I am reading Mathematical Structure of Quantum Mechanics A short Course for Mathematicians by F. Strocchi.
My question is about the text after Proposition 1.5.3. The proposition is that
For a commutative Banach algebra $\mathcal{A}$ there is a one to one correspondence between the set $\Sigma(\mathcal{A})$ of multiplicative linear functionals and proper maximal ideals of $\mathcal{A}$. Furthermore, given $A\in \mathcal{A}$, $\lambda \in \sigma(A)$ iff there exists a multiplicative linear functional $m \in \Sigma(\mathcal{A})$ such that $m(A) = \lambda$.

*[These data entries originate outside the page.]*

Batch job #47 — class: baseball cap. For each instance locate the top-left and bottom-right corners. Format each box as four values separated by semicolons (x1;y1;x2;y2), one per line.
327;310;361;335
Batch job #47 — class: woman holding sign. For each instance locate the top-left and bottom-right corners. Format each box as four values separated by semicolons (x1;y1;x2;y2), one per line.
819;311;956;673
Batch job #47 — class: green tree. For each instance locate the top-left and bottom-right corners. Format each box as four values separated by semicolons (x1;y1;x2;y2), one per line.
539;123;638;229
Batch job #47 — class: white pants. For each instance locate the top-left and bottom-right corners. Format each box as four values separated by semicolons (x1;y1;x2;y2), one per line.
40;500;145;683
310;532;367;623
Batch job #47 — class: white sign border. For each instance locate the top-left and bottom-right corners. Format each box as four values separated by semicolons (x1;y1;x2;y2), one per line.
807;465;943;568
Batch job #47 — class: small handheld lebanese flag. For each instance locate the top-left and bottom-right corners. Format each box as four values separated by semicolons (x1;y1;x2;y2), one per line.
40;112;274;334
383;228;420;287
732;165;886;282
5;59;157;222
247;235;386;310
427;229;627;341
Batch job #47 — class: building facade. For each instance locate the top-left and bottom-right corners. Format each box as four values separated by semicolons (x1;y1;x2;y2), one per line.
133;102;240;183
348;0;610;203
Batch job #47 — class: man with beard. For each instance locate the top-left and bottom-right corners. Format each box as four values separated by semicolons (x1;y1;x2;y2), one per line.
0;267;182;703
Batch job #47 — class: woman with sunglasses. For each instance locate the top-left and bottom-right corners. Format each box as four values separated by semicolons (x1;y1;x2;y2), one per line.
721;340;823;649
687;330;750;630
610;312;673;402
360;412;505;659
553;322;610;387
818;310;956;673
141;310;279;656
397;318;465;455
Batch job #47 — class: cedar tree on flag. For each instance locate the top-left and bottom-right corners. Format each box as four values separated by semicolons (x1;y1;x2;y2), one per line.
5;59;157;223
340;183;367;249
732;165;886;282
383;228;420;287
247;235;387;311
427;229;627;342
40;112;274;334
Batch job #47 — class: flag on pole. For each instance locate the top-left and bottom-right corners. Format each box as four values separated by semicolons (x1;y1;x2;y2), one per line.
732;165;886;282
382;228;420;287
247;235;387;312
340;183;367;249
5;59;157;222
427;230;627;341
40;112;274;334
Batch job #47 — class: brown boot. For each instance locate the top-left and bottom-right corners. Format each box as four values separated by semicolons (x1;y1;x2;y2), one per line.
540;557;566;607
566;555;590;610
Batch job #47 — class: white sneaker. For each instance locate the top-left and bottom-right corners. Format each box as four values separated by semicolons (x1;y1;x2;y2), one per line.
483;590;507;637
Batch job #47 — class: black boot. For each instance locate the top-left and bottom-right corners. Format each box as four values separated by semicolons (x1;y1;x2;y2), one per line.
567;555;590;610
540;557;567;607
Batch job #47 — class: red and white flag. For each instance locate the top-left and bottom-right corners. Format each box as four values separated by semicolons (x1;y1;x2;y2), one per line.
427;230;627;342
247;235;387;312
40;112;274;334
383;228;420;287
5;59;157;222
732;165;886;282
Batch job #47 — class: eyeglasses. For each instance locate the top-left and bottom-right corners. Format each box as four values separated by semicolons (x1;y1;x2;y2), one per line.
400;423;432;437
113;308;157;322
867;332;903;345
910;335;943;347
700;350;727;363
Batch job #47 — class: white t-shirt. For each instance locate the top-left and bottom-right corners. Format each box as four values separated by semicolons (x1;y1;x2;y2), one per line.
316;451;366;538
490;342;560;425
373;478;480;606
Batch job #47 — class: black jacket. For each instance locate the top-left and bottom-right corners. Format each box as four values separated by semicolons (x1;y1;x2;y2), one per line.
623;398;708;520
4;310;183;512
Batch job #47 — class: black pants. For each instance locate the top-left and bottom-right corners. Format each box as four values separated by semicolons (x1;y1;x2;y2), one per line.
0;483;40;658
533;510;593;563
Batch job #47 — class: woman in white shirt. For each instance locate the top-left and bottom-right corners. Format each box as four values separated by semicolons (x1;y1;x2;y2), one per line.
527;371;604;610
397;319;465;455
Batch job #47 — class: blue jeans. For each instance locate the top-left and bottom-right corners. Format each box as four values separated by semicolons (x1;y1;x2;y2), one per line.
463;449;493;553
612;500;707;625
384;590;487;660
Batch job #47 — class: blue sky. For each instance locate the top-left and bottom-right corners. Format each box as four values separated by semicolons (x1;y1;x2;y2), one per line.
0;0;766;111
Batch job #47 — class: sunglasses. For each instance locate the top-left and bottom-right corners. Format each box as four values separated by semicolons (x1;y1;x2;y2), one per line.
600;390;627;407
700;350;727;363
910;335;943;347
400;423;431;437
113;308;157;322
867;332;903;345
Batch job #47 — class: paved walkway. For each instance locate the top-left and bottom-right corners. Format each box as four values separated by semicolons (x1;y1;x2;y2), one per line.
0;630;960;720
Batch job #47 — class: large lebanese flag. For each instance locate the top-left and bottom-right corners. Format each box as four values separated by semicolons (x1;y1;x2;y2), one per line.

Afterwards Strocchi calls $\Sigma(\mathcal{A})$ the Gelfand spectrum of $\mathcal{A}$ and claims
Indeed, if $\mathcal{A}$ is generated by a single element $A$, i.e. the linear span of the powers of $A$ is dense in $\mathcal{A}$, then $\Sigma(\mathcal{A})= \sigma(A)$.

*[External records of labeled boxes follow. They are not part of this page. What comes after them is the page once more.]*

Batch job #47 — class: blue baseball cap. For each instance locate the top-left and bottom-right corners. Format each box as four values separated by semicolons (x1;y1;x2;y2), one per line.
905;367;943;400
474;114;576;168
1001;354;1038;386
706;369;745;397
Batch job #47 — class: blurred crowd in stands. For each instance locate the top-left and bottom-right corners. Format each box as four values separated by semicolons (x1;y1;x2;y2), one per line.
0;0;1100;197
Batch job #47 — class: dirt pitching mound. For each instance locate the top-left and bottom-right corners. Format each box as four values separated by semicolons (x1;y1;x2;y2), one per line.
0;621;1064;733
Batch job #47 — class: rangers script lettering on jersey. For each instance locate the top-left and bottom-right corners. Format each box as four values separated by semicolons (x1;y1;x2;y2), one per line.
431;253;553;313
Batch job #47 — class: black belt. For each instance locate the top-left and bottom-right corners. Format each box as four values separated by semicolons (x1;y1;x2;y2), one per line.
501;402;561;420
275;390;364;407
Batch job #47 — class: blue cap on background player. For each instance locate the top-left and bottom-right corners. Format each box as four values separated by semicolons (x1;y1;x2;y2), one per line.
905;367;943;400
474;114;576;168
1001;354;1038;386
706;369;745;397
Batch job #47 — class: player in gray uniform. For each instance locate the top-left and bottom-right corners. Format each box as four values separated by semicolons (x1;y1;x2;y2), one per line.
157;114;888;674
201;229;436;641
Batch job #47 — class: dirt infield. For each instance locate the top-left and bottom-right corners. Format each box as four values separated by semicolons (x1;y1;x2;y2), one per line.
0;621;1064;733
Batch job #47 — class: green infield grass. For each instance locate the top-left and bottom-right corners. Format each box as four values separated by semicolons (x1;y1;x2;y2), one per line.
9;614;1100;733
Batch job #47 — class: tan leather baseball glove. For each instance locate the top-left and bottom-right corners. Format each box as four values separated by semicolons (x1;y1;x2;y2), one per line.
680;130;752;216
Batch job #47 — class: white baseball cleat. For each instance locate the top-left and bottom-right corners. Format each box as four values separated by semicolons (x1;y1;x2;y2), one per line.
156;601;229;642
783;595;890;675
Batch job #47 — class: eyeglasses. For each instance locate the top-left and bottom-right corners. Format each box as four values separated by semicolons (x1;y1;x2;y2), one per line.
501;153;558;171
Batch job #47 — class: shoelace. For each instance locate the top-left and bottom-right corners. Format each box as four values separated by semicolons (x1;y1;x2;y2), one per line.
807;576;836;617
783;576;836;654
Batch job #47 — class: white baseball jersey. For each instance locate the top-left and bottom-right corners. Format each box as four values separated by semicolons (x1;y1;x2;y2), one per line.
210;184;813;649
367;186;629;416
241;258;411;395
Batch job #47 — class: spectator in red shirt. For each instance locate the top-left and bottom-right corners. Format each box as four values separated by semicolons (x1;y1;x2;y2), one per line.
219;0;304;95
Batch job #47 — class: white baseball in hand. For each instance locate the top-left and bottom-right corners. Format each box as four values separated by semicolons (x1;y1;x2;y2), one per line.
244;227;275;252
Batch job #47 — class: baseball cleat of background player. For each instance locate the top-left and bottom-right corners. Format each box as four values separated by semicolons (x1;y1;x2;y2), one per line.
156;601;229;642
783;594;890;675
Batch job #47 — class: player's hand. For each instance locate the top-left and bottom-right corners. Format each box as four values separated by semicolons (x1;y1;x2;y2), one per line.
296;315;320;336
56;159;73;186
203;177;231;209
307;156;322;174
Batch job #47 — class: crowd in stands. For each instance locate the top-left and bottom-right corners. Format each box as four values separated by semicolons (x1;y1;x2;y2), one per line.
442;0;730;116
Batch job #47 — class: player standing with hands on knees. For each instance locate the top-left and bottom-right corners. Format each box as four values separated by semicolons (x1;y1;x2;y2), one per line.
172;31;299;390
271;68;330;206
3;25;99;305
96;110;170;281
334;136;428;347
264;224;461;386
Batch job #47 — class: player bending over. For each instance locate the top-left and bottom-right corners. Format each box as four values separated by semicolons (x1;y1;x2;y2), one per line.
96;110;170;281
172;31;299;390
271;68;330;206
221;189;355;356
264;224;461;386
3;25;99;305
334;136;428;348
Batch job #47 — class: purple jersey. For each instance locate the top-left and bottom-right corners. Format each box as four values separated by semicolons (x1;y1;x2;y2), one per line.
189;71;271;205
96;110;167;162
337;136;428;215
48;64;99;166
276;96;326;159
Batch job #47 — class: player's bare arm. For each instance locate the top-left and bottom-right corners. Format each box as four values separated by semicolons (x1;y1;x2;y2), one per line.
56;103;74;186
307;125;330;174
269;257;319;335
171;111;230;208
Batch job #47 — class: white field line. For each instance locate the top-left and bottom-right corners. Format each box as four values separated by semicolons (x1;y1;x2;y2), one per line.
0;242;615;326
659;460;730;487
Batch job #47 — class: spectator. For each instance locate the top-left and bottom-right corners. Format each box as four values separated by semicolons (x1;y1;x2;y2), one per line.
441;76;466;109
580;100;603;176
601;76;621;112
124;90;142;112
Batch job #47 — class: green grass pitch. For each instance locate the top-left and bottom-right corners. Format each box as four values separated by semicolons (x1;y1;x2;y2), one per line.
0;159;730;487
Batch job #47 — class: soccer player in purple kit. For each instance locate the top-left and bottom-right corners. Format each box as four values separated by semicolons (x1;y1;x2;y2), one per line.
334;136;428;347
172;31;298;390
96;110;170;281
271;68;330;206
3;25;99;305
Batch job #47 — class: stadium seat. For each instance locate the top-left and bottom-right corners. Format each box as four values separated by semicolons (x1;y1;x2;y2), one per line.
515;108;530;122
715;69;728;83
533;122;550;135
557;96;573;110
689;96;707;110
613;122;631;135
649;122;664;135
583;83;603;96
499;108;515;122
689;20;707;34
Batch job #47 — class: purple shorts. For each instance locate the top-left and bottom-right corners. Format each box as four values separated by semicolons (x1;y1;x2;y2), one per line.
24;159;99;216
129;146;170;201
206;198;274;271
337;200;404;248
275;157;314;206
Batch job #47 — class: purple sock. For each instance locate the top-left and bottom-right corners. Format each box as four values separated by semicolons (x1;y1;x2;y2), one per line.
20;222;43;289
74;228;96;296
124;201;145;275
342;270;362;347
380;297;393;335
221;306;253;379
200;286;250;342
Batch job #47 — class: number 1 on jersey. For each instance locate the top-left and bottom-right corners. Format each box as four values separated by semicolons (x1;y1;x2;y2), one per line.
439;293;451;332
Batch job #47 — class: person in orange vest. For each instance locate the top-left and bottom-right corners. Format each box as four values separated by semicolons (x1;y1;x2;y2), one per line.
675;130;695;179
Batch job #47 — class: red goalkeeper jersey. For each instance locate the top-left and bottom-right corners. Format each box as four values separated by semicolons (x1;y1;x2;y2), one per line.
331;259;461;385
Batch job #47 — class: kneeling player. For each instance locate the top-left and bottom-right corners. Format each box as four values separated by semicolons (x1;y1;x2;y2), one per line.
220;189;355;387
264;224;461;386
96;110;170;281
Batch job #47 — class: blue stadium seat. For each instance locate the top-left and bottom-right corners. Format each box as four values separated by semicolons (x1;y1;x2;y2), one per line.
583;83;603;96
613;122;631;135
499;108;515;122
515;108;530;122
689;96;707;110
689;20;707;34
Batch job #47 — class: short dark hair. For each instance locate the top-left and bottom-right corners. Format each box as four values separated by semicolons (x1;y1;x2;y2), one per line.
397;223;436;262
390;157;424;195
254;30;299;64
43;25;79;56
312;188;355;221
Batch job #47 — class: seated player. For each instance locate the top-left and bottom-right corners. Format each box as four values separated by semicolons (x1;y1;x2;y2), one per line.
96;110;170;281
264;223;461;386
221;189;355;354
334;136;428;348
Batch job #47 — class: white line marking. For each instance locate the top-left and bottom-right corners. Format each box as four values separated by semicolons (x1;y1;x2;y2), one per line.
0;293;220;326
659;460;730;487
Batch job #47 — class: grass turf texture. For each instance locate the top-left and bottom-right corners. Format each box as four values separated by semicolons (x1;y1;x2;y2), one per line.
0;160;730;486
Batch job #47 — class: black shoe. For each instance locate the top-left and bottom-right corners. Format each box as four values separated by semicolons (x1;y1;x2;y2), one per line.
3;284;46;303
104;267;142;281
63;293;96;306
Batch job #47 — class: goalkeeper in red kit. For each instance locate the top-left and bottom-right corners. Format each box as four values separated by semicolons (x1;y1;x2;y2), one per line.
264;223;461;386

I don't understand this very last statement that $\Sigma(\mathcal{A})=\sigma(A)$. I see that there might be a correspondence between elements of $\Sigma(\mathcal{A})$ and elements of $\sigma(A)$ but I can't see how these two sets could be equal. My issue is that elements of $\sigma(A)$ are complex numbers, $\lambda$, (such that $A-\lambda \mathbb{1}$ is not invertible) whereas elements of $\Sigma(\mathcal{A})$ are multiplicative linear functionals on $\mathcal{A}$, i.e. not necessarily complex numbers.
Is the statement that $\Sigma(\mathcal{A})=\sigma(A)$ just making the point that there is a one to one correspondence between the two sets so we might as well call them equal. Perhaps since there is a homomorphism involved it is justified/conventional? I work in physics so I don't know what might be conventional in mathematics texts. My stronger suspicion is that I'm missing something.
You're not really missing anything here. The statement $\Sigma(\mathcal{A})=\sigma(A)$ is just a sloppy way of saying there is a canonical bijection between these two sets (which in fact is a homeomorphism for their natural topologies). It is not exactly normal for mathematicians to write something like this (we would more properly write $\Sigma(\mathcal{A})\cong \sigma(A)$ instead), but this kind of sloppiness is reasonably common.
Explicitly, the canonical bijection is defined as follows: given $m\in\Sigma(\mathcal{A})$, we map it to $m(A)$, which is an element of $\sigma(A)$.